According to the most recent statistics, the average starting teacher salary in America is less than $45,000 a year and nearly 40 percent of school districts in our country pay teachers a starting salary of less than $40,000 a year.

Incredibly, the average public school teacher in America is making nearly $100 a week less than he or she did 28 years ago after adjusting for inflation.

Wages for public school teachers are so low that in 36 states throughout America, the average public school teacher with a family of four qualifies for food stamps, public housing or other government benefits. 

In America today, nearly 20 percent of public school teachers in our country are forced to work two or three jobs during the school year.  Maybe they are driving an Uber. Maybe they are waiting tables.  Maybe they are parking cars.  In the richest country in the history of the world, we have got to do better than that.

Meanwhile, because of a lack of resources, about 80 percent of public school teachers are forced to spend their own money on classroom supplies without being reimbursed – which comes out to about 13 percent of their first monthly paycheck.

The situation has become so absurd that 4 hedge fund managers on Wall Street made more money last year than every kindergarten teacher in America – nearly 120,000 teachers. That should not be happening in the United States of America in the year 2024.

Public school teachers should not be forced to work two or three jobs just to make ends meet. 

They should not be forced to apply for food stamps or public housing because they are not paid enough to feed their families or put a roof over their heads. 

Further, as bad as public school teachers are paid, our nation’s school custodians, food service workers, and other school staff earn even less.

In America today, nearly 40 percent of support staff in our public schools earn less than $25,000 a year.

If we are going to attract the best and brightest young people into teaching, if we are going to encourage teachers to teach in underserved communities, if we are going to improve teacher retention and morale, and if we are going to improve student academic outcomes, then, in my view, we need to pay teachers in America decent wages and decent benefits.

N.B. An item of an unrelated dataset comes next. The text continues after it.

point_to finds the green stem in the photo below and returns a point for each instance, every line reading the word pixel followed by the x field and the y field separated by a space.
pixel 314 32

And that is why I introduced the Pay Teachers Act with nine of my colleagues this Congress.

This bill would make sure that no teacher in America is paid less than $60,000 a year. 

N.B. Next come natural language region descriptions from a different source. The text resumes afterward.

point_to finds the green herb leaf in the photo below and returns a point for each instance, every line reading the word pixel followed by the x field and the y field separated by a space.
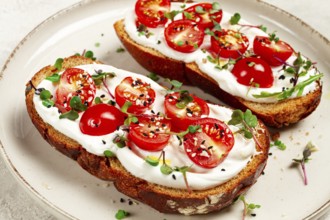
pixel 71 115
pixel 152 161
pixel 45 94
pixel 48 103
pixel 236 117
pixel 250 119
pixel 120 141
pixel 166 169
pixel 235 19
pixel 125 107
pixel 76 104
pixel 121 214
pixel 54 78
pixel 98 100
pixel 58 64
pixel 170 15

It would increase wages for teachers that have made teaching their profession – those who have been on the job for 10, 20, 30 years.

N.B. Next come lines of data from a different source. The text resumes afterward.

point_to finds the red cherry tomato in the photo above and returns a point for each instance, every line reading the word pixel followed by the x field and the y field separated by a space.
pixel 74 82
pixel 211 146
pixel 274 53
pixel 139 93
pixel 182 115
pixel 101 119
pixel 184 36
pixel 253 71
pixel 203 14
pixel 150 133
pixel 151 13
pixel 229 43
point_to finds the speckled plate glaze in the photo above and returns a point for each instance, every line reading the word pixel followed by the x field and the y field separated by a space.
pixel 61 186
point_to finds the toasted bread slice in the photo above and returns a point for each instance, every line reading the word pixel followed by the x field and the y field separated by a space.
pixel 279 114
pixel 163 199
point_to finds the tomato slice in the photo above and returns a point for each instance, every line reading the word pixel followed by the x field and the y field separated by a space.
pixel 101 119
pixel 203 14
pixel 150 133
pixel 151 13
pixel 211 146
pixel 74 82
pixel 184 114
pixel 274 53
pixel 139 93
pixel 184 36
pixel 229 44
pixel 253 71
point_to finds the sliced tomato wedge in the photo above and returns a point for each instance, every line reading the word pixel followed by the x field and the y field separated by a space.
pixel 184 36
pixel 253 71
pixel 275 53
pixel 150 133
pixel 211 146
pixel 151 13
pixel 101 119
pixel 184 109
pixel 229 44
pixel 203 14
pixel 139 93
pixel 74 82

It would triple Title I funding – the major federal program that targets resources to high-poverty school districts. 

It would invest in federal programs that provide teachers with the training, education and preparation they need to succeed. 

And it would benefit every public school district in every state in America.

Now, here is the good news. 

As a result of local organizing, led by public school teachers, some states are beginning to do the right thing.

In recent years, the state of New Mexico has increased teacher pay by an average of 20 percent.

The State of Maryland recently became the first state in the country to require all teachers to be paid a competitive salary that is at least $60,000 a year by July of 2026.

The State of Arkansas recently increased minimum teacher salaries from $36,000 a year to $50,000 and provided a minimum $2,000 raise for all teachers during the 2023-2024 academic year.

And the State of Mississippi recently increased teacher pay by 11 percent.

Raising teacher salaries to at least $60,000 a year and ensuring competitive pay for all of our teachers is one of the most important steps we can take to address the teacher shortage in America and to improve the quality of our public school system in our country.

Bottom line is everybody knows the young people are our future. And we have got to deal with the reality that we have the highest rate of childhood poverty of almost every major nation on earth and we are not attracting, because of inadequate salaries, the kinds of people we need into teaching. So let me just conclude by thanking the hundreds of thousands of teachers in this country. You are heroes. You are heroines. You are doing enormously important work. You are saving children’s lives every single day and I thank you very much for what you do.

Senator Cassidy, you are now recognized for an opening statement.